Prioritize Easy Test Pages
The author's final consideration is to prioritize pages that will be easy to test. Again, the concept of "easy" is very loose and there are various criteria to be considered. Primarily, it pertains to the time, resources, and costs of executing a test.
- In general, an "easy" test involves a single page, or a few pages in a flow, as opposed to a test that will impact many (or all) of the pages across an entire site.
- A test is also easy if it is a change to content or appearance rather than functionality. If there must be changes on the back-end systems to accommodate a test, the programming takes time and money.
- Pages that are non-dynamic (all users see the same layout all the time) are easier to test than dynamic ones (where the content shown varies by case or even by individual user).
- Single-channel tests (web site only) are easier than tests that impact multipkle channels (a transaction started on the Web site may be completed on a mobile device or by telephone, and behavior must be tracked across channels)
- A test that monitors the progress of one goal is easier than a test that monitors multiple goals.
- A loosely defined goal (customer buys any item) is easier than a test that has a tightly defined one (customer buys a specific item)
- Pages that cause stakeholders a great deal of anxiety are harder to test because the proposal will need more socialization and sign-offs
Tests should not be prioritized solely on the basis of their ease: harder, more sensitive, and more technically complex tests may often produce much more important outcomes - but testing programs often have slack times between tests, and having a "quickie" that can be dropped into a space where the next major test is still being prepared enables you to make good use of otherwise lost time.
The author returns to the notion of politics within an organization, as there are very seldom instances in which a tester has carte blanch to fiddle with the website, particularly pages that are generating revenue or supporting organizational goals.
- There is fear that the company may lose revenue, even a little bit, by testing something that may not work, so they may refuse to authorize a test or seek to pull the plug prematurely if the initial numbers don't show improvement.

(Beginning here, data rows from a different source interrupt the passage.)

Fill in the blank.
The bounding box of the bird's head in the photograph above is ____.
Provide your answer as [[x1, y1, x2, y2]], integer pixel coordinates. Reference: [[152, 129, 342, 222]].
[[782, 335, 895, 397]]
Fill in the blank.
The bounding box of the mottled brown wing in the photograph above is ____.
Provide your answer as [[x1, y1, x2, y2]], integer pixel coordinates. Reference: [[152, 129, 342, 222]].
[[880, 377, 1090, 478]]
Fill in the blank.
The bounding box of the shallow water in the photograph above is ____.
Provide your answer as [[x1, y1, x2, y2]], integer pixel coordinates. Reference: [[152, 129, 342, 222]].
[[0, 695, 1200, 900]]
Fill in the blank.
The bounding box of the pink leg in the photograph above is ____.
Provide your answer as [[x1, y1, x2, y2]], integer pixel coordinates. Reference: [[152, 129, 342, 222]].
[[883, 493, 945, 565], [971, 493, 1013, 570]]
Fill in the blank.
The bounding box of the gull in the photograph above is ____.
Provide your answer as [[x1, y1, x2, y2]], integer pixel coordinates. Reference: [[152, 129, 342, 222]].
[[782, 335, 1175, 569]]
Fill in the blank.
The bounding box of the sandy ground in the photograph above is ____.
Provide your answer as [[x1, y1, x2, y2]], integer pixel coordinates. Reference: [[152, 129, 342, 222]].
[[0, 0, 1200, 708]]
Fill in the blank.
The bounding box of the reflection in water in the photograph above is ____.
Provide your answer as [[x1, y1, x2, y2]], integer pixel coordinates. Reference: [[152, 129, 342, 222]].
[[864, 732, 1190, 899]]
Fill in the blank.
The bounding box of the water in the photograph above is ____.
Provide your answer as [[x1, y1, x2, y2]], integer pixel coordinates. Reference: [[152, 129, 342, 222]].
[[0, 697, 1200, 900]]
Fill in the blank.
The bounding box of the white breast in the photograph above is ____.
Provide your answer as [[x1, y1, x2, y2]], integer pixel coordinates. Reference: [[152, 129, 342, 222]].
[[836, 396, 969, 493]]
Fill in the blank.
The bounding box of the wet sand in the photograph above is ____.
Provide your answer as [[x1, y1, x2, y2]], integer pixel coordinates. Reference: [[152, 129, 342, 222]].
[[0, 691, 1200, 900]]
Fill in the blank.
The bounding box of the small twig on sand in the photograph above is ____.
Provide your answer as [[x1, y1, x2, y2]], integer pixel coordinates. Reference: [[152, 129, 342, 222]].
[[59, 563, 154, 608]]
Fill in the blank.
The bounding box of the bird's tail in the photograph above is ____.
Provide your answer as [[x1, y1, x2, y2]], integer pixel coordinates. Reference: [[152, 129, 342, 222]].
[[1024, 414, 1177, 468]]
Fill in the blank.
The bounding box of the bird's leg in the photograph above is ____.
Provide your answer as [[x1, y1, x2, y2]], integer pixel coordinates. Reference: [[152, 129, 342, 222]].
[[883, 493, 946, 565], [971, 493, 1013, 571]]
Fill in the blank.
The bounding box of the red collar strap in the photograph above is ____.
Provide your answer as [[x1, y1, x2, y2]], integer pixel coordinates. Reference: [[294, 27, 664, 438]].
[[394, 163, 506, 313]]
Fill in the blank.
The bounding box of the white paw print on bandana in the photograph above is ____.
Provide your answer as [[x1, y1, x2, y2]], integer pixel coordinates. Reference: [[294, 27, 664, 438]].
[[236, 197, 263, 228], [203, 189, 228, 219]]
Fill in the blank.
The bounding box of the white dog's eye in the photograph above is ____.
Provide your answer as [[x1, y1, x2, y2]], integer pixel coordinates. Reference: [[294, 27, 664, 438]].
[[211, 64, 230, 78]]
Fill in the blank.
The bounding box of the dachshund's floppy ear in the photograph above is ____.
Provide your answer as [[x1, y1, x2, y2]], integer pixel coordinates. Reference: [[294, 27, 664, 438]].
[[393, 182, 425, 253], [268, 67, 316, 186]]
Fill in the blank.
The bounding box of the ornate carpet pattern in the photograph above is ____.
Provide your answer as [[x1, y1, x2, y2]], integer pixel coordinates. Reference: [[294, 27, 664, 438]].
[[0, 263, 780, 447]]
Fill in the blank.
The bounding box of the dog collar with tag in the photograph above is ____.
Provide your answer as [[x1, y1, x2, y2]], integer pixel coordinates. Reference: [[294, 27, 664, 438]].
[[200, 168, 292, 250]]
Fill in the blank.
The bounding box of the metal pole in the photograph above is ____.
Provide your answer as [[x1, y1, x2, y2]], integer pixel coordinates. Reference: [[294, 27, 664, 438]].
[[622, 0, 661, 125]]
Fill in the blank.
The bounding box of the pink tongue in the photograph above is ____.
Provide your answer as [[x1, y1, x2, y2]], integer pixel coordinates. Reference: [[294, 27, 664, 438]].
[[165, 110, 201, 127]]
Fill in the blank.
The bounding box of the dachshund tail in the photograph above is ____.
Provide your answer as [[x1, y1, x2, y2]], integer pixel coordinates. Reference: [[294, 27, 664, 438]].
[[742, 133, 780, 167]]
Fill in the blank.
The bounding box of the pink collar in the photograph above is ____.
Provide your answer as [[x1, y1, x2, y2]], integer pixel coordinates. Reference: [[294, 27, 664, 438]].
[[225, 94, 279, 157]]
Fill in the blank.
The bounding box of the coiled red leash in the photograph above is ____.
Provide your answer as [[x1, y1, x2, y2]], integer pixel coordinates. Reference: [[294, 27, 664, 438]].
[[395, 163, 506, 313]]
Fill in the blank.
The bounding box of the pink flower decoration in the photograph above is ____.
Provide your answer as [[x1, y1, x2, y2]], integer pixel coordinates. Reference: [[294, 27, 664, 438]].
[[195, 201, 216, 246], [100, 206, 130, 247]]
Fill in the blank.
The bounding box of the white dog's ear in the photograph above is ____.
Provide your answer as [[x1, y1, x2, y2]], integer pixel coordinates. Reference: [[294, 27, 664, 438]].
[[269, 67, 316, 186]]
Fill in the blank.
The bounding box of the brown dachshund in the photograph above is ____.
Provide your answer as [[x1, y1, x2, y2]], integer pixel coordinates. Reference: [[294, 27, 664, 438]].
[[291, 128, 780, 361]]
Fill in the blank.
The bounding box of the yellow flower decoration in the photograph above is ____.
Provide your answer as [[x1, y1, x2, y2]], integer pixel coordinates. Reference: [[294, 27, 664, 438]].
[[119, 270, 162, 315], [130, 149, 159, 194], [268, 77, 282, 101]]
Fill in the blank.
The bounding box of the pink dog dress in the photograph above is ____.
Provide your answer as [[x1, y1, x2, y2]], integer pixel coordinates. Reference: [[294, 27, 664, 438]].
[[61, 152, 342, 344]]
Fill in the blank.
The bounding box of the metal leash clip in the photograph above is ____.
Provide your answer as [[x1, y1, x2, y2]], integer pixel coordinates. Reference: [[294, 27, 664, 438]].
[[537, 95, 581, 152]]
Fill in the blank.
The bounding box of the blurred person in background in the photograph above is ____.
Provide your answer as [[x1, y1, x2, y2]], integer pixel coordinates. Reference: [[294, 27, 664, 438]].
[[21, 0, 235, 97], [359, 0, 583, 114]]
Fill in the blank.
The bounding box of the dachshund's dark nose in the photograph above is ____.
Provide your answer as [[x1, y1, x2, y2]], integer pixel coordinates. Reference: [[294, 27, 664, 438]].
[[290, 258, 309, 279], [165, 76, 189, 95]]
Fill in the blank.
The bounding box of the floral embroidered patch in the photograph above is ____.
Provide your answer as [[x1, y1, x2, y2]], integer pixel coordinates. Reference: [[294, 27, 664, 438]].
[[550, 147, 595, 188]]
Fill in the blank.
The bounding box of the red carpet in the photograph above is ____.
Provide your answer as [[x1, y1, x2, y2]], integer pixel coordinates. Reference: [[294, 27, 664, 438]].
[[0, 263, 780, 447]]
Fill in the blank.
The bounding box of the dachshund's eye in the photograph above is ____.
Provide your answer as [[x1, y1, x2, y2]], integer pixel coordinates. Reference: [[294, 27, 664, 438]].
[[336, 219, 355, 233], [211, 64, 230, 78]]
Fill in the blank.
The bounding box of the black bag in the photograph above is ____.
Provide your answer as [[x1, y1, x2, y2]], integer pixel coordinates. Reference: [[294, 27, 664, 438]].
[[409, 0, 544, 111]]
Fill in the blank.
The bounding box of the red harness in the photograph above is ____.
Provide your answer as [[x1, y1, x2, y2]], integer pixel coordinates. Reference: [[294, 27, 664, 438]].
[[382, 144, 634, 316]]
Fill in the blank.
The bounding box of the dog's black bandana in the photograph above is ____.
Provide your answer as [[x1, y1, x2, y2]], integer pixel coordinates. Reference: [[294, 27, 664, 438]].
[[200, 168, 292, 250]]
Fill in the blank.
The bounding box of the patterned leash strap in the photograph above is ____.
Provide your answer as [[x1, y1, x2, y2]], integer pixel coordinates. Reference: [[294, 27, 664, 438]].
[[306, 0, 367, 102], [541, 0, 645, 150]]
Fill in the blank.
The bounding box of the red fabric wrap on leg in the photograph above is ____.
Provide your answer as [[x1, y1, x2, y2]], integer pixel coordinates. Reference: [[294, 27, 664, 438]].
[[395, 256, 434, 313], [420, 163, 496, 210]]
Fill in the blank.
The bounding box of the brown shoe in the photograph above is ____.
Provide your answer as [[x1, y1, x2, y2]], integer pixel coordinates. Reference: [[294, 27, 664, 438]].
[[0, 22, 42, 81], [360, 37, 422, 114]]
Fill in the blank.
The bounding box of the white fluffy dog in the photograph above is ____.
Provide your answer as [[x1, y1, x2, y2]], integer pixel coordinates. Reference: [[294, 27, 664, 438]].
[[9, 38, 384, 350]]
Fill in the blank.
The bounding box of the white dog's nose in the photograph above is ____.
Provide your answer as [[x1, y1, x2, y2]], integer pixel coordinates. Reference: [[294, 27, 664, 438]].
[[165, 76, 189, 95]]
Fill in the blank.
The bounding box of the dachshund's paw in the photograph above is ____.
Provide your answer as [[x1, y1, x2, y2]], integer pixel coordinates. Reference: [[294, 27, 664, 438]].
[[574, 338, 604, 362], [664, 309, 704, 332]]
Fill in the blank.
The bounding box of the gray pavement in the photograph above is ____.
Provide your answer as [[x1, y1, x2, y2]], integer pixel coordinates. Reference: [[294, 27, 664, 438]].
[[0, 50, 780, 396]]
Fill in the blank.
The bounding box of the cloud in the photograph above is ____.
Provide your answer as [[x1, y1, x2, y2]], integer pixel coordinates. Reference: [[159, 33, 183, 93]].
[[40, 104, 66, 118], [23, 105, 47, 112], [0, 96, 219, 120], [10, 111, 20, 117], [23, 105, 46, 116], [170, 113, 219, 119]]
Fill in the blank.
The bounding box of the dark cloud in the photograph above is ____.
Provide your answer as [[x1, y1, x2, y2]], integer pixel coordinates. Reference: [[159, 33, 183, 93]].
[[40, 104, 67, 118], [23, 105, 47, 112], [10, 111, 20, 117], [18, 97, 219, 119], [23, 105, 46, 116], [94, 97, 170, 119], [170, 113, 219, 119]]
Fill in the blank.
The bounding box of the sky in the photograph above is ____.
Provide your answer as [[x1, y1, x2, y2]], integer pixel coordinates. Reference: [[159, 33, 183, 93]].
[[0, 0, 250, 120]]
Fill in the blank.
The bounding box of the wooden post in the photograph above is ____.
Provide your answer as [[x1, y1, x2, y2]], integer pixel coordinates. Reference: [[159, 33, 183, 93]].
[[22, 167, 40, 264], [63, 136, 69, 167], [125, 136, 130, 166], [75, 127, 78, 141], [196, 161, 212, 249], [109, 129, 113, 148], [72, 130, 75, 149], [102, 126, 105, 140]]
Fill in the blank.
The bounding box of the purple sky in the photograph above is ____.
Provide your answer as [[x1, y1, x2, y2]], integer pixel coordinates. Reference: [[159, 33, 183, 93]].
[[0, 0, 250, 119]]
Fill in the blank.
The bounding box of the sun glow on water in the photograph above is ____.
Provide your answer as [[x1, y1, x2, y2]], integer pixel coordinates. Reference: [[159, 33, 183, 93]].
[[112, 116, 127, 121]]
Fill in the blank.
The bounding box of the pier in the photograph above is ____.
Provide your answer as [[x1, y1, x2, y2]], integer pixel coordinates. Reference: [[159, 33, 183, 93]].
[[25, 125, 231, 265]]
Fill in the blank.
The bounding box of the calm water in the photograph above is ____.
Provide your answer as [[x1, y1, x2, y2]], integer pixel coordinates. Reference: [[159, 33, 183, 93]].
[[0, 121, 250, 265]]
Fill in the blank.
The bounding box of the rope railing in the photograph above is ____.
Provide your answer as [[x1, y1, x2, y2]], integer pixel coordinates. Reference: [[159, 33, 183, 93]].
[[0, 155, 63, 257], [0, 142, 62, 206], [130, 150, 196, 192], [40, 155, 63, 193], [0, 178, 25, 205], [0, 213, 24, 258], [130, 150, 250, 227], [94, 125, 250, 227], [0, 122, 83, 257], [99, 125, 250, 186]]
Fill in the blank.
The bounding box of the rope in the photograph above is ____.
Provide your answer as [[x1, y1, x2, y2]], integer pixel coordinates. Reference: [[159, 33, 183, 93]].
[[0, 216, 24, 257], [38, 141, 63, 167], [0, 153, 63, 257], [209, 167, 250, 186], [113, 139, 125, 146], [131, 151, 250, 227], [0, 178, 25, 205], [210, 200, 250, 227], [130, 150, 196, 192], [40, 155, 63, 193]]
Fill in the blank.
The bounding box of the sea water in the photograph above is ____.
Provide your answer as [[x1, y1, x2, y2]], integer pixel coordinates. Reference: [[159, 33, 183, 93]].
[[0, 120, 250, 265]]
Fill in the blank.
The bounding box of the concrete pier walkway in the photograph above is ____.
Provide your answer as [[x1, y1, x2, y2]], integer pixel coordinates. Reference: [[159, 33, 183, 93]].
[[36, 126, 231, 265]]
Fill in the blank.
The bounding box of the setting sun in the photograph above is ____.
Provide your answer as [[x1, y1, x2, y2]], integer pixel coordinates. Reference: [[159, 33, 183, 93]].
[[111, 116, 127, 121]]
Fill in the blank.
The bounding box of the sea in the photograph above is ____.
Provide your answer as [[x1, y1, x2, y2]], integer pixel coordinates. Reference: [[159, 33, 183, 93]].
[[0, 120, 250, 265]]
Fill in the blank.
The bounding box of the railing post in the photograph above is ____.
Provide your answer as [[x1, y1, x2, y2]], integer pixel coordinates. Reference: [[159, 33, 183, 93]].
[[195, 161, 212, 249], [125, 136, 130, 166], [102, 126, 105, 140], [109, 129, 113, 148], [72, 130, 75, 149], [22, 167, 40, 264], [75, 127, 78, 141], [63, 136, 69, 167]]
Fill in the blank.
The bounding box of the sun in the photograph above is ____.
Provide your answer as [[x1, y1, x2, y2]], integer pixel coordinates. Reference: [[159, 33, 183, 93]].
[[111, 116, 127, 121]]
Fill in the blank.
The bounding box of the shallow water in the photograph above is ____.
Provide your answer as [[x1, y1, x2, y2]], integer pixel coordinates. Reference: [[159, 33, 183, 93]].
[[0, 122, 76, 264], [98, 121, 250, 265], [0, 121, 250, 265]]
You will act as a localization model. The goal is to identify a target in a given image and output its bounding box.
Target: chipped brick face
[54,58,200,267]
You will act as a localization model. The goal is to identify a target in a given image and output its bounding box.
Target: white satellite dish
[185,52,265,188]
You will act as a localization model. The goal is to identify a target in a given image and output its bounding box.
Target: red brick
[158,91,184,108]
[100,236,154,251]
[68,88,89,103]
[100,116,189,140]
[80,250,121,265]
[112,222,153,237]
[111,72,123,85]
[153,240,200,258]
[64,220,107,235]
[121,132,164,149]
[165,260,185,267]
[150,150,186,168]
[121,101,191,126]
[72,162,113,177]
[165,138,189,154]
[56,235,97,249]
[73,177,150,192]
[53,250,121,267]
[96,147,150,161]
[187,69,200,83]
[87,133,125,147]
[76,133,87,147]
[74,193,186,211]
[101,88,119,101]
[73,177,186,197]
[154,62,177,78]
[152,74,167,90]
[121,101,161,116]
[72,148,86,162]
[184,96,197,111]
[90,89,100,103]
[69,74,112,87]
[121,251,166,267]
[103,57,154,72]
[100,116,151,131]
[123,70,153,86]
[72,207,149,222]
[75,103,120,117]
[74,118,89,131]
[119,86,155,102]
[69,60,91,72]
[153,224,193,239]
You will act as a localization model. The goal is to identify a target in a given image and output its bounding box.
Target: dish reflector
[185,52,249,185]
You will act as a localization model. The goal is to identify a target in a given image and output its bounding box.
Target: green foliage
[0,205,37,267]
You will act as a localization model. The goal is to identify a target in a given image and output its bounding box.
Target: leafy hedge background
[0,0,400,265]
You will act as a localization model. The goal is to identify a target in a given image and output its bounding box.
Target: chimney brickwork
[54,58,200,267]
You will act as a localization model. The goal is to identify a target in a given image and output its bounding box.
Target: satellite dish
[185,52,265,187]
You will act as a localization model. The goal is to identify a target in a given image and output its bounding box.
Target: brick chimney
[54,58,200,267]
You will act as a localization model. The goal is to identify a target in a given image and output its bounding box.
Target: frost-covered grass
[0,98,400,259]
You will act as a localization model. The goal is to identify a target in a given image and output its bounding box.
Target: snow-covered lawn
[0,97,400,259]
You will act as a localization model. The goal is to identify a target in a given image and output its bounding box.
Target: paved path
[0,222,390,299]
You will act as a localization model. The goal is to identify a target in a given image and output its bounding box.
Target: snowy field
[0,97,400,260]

- There may be considerable investment of ego or credibility in the way things are. Someone who fought to have things done their way will be embarrassed when their opinions are discredited by a test.
- There may be questions of capacity. If the shipping department or customer support is barely able to handle its current load, even a 10% increase could be disastrous
(EN: The author doesn't indicate how to overcome such resistance, as the internal politics of an organization is highly idiosyncratic and very delicate - so it's ultimately a "caveat" without an action plan.)
Prioritize with a Weighting Table
The author proposes a rather facile solution to taking the factors into consideration: scoring potential, importance, and ease on a ten-point scale and then adding the numbers together.
(EN: The approach here seems a bit facile, and it's likely no simplistic formula can reliably be used. However, when the value of optimization is proven out and multiple departments are competing for limited resources, likely some arbitrary means of determining which tests get priority is necessary.)
The author also suggests that prioritization be a rolling process. Each time a new test is proposed, rate it and re-sort the list of upcoming tests to ensure that highly valuable tests are not made to wait in line behind less valuable ones that were proposed earlier.